The scent of vacationese lingers here, the languid motions of bodies not yet in school but preparing. Oh how holy those old abultions seemed, the gathering of groceries into one’s first “home”, that tiny dorm-room. The all-important furnishings… Oh how it felt like one long summer camp, even in winter, when I’d head to the gymnasium and do my imitation of a gym rat, playing basketball with that fabulous 20-year old body I used to have.
Ach, but isn’t autumn always a time rife with retrospection, fueled by the narcotic of looking back? And yet now I watch the ducks swim against the current at Mirror lake, the waters where in cold November Buckeye fans will take a midnight dip!
The most freeing notion in recent days was reading Caryl’s advice about how we should let go of the sins of the past and not focus on them. It’s familiar, even trite, but so true. Too often I try to motivate myself by looking back on past sins, but wouldn’t it be better to motivate oneself by looking to the present, to the gift of Christ, and our union with Him?
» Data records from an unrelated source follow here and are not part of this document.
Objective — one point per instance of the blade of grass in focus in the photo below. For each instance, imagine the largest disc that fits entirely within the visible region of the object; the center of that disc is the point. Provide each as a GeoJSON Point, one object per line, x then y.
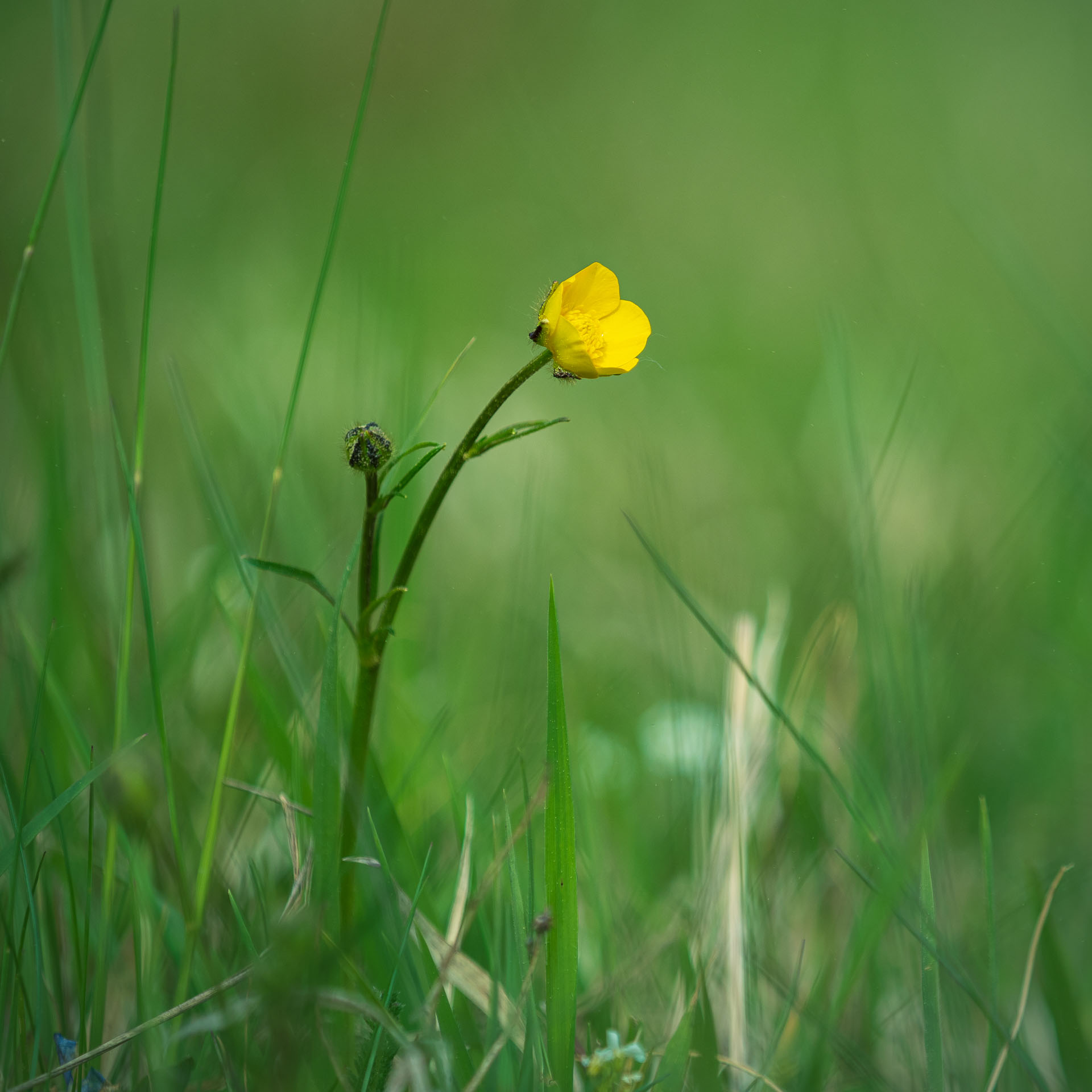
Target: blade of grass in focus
{"type": "Point", "coordinates": [560, 873]}
{"type": "Point", "coordinates": [209, 845]}
{"type": "Point", "coordinates": [305, 577]}
{"type": "Point", "coordinates": [930, 982]}
{"type": "Point", "coordinates": [55, 171]}
{"type": "Point", "coordinates": [153, 667]}
{"type": "Point", "coordinates": [328, 750]}
{"type": "Point", "coordinates": [244, 932]}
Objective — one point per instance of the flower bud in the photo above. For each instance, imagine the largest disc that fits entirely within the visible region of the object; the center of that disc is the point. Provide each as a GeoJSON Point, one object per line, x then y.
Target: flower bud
{"type": "Point", "coordinates": [367, 447]}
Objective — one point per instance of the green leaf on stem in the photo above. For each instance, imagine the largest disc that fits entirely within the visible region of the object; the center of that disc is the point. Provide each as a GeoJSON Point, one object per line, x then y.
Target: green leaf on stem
{"type": "Point", "coordinates": [399, 456]}
{"type": "Point", "coordinates": [327, 793]}
{"type": "Point", "coordinates": [409, 477]}
{"type": "Point", "coordinates": [305, 577]}
{"type": "Point", "coordinates": [512, 433]}
{"type": "Point", "coordinates": [560, 874]}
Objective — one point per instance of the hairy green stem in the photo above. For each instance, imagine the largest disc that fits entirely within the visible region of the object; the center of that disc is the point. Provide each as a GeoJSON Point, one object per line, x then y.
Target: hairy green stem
{"type": "Point", "coordinates": [444, 483]}
{"type": "Point", "coordinates": [371, 640]}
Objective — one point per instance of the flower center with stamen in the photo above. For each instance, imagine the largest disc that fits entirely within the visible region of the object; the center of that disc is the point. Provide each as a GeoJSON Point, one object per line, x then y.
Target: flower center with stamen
{"type": "Point", "coordinates": [590, 333]}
Or if we must look at our past shouldn’t we look at our Baptism, our latest sacrament of Penance? The attitude must be gratitude, and Fr. Terry pointed that out on Sunday, how if we grumble about going to Mass or volunteering we know we need a “course correction” and a spirit of thankfulness.
Sitting high off the hog, up on the 11th floor estuary in Thompson, a flood plain of knowledge. The day is cool and breezy with intermittent sun, a day as autumnal (in a late Septemberish way) in every way but visually, where the trees still carry their green camo. I think I’ll miss this weekly trip to the library, this “other world” so near and far from work. If last week was overkillian on beer this week underkillian. The daily ration of sun has been ratcheted down. From a minimum of 2 hours a night (6-8) to the new normal of 20 minutes (6-6:20).
Both Betty Duffy and Heather King emphasize that their journals are not their blogs, and that there is much shaping and editing that goes on. It's suggested they are more mean-spirited in their journals, more frustration. Heather said recently she is not a fan of stream-of-conscious renderings outside the journal. I wonder what makes it okay for a journal but not for a blog? Is it the negative influence we may have on others? Is it for privacy? Is it that it would undermine their real or potential writing careers? Is it some combination of the above?
Blogs are often a half-way house between serious writing and a journal. They house the momentary thought fragments of the author. A distinguishing characteristic, for me, is the personal nature of blogs, the way they can read like the personal letters of a public figure.